At length, inconvenienced in his money affairs, and tired even of the short time which he spent in his own dull house, Sir Philip Forester determined to take a trip to the Continent, in the capacity of a volunteer. It was then common for men of fashion to do so; and our knight perhaps was of opinion that a touch of the military character, just enough to exalt, but not render pedantic, his qualities as a BEAU GARCON, was necessary to maintain possession of the elevated situation which he held in the ranks of fashion.
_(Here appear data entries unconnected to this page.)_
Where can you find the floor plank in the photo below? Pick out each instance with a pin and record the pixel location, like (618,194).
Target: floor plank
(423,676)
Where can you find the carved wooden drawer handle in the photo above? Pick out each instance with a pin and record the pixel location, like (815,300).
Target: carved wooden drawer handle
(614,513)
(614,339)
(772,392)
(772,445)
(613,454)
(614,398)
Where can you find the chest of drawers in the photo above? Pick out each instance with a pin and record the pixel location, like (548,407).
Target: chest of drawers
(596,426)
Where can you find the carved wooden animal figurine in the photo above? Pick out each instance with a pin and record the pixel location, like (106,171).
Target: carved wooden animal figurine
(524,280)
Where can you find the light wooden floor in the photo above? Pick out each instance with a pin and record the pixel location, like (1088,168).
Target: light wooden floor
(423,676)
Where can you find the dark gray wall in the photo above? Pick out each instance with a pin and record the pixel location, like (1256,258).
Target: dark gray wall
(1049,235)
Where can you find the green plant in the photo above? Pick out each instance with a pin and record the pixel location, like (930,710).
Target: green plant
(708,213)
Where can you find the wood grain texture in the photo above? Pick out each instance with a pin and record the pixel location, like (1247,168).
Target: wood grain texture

Sir Philip's resolution threw his wife into agonies of terror; by which the worthy baronet was so much annoyed, that, contrary to his wont, he took some trouble to soothe her apprehensions, and once more brought her to shed tears, in which sorrow was not altogether unmingled with pleasure. Lady Bothwell asked, as a favour, Sir Philip's permission to receive her sister and her family into her own house during his absence on the Continent. Sir Philip readily assented to a proposition which saved expense, silenced the foolish people who might have talked of a deserted wife and family, and gratified Lady Bothwell, for whom he felt some respect, as for one who often spoke to him, always with freedom and sometimes with severity, without being deterred either by his raillery or the PRESTIGE of his reputation.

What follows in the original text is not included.